How to train Codex on a complex SQL legacy database model

My goal is to create an interface whereby a non technical user can input a normal language question and receive the matching SQL query for a specific legacy database. The challenge is that the database is not created with a consistent model.
F.e. The table humres (Human resources) , columns (res_id, fullname) is joined with a persons access roles, table hrroles columns (empid,roleid).

If I input the following into the sandbox, I get a valid query.


# table = humres, columns = [res_id, fullname]
# table = hrroles, columns = [empid, roleid]
The table humres stores employee information, The table hrroles stores the access roles and is linked through empid

### a query displaying the fullname  for employees with role 14

However the database has approximately 250 tables with 50 columns per table.

What would be the approach be to get all tables and linking information into an API, to accommodate a wide array of user questions?

First of all, at the moment, it is not possible to train or fine-tune Codex. However, it may be possible to find a workaround by using multiple calls with a combination of the Davinci and Codex models.

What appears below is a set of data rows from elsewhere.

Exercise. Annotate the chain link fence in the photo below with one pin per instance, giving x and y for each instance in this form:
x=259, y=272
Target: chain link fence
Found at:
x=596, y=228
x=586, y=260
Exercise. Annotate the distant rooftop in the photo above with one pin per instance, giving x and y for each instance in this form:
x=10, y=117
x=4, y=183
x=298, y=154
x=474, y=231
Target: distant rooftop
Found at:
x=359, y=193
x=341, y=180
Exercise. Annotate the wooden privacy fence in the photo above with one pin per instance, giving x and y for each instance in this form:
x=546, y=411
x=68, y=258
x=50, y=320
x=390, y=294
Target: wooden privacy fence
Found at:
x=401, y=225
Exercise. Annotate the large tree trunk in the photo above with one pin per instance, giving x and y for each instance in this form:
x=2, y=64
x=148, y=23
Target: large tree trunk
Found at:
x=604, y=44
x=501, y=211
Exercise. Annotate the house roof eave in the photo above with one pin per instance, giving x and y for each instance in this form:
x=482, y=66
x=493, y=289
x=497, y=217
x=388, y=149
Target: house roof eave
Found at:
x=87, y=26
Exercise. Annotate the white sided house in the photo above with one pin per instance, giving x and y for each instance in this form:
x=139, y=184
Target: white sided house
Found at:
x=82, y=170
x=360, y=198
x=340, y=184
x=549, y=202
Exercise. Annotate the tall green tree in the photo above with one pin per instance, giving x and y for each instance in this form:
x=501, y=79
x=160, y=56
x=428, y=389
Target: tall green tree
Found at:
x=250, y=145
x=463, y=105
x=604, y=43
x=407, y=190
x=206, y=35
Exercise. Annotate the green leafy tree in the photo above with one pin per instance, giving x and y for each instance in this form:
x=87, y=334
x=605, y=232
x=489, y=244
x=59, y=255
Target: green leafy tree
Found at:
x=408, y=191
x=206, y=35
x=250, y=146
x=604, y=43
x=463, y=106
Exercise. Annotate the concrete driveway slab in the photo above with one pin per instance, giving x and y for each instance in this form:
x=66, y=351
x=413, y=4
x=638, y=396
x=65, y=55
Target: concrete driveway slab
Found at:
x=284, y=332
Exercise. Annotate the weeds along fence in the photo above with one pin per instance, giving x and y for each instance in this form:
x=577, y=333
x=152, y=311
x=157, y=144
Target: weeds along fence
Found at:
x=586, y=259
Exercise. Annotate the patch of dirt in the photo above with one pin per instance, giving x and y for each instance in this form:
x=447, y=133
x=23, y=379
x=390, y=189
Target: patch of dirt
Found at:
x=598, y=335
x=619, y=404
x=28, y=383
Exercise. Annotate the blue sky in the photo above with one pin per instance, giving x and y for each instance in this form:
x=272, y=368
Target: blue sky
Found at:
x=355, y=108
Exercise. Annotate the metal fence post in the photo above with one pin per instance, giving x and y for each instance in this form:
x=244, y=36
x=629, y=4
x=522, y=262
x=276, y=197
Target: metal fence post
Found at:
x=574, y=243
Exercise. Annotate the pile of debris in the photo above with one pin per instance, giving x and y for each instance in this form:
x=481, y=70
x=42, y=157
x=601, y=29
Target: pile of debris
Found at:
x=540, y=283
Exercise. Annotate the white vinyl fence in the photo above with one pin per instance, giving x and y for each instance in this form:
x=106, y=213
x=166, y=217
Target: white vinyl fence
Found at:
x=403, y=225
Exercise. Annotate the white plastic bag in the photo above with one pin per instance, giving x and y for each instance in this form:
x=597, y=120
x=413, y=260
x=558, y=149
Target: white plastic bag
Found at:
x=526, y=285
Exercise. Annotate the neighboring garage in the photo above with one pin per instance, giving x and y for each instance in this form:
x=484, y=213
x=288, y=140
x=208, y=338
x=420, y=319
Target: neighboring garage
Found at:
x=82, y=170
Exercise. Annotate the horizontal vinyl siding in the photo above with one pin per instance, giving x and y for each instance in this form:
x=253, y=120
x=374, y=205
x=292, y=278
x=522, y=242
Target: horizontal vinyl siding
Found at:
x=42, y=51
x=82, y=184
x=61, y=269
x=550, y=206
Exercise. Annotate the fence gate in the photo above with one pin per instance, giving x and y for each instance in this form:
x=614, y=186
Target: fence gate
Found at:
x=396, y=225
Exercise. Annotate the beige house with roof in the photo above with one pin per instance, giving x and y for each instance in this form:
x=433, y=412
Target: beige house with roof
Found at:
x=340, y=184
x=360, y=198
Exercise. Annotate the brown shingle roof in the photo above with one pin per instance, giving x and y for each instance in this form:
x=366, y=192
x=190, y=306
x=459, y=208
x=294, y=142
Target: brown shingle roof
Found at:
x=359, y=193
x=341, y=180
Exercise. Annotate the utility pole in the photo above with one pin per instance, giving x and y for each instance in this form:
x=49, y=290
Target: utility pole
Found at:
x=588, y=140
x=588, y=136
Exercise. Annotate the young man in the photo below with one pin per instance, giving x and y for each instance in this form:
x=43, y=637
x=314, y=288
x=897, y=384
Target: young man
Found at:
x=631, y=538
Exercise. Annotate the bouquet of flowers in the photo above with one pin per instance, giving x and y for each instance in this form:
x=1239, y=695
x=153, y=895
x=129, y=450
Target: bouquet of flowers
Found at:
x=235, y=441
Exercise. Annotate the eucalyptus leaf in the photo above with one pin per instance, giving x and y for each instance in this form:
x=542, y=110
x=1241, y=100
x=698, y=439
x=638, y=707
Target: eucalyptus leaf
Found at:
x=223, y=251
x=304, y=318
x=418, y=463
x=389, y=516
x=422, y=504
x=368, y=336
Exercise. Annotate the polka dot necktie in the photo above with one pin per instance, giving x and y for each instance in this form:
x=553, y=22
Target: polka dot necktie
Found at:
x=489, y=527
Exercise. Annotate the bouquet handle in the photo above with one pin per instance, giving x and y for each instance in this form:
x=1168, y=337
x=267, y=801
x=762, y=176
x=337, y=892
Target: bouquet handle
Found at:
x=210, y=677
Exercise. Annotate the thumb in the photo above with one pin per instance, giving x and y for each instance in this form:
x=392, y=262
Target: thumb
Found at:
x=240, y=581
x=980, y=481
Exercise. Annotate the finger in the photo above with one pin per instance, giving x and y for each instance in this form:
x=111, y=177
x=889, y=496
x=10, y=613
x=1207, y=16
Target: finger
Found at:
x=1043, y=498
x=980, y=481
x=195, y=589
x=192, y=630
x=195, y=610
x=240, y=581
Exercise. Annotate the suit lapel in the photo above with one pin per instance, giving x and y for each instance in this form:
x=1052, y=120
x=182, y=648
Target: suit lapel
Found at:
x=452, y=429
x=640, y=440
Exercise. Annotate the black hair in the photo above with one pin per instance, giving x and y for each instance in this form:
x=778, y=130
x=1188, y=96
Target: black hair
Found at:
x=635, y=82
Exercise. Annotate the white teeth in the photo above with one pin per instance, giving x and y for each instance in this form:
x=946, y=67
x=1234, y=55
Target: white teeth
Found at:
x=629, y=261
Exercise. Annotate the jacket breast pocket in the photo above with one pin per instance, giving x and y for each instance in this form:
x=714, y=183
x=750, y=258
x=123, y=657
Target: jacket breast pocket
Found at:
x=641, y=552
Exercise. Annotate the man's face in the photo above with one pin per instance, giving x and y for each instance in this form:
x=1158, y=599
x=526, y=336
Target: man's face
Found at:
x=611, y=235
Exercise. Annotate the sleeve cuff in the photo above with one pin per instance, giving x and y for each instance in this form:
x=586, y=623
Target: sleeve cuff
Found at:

One approach to tackling this type of challenge could be to categorize the 250 tables into smaller groups based on their purpose, functionality, data, or other criteria. Then, you could use multiple steps to narrow down the required tables by giving users options to select or by using API calls to extract their intention. This could also help you save money by using fewer tokens in the requests.

Keep in mind that the Davinci model is a very powerful language model and is capable of understanding users’ requests and generating SQL statements.

Lastly, it is important to take precautions against so-called “prompt injection attacks”. You may find this blog ( helpful for a quick understanding of how to protect against these types of attacks.

1 Like

Ni Nick, can you elaborate on “giving users options to select or by using API calls to extract their intention.”?


Hey @ceesmeuleman did you figure out a solution to this? I’m in the same boat looking to load a lot of tables but obvious it’s a lot. Curious to see if you figured something out

I’m still looking into fine tuning a model on example questions and see how far we can train the model in this aspect. However providing enough valid training data (ak. Questions & correct queries) takes a lot of work.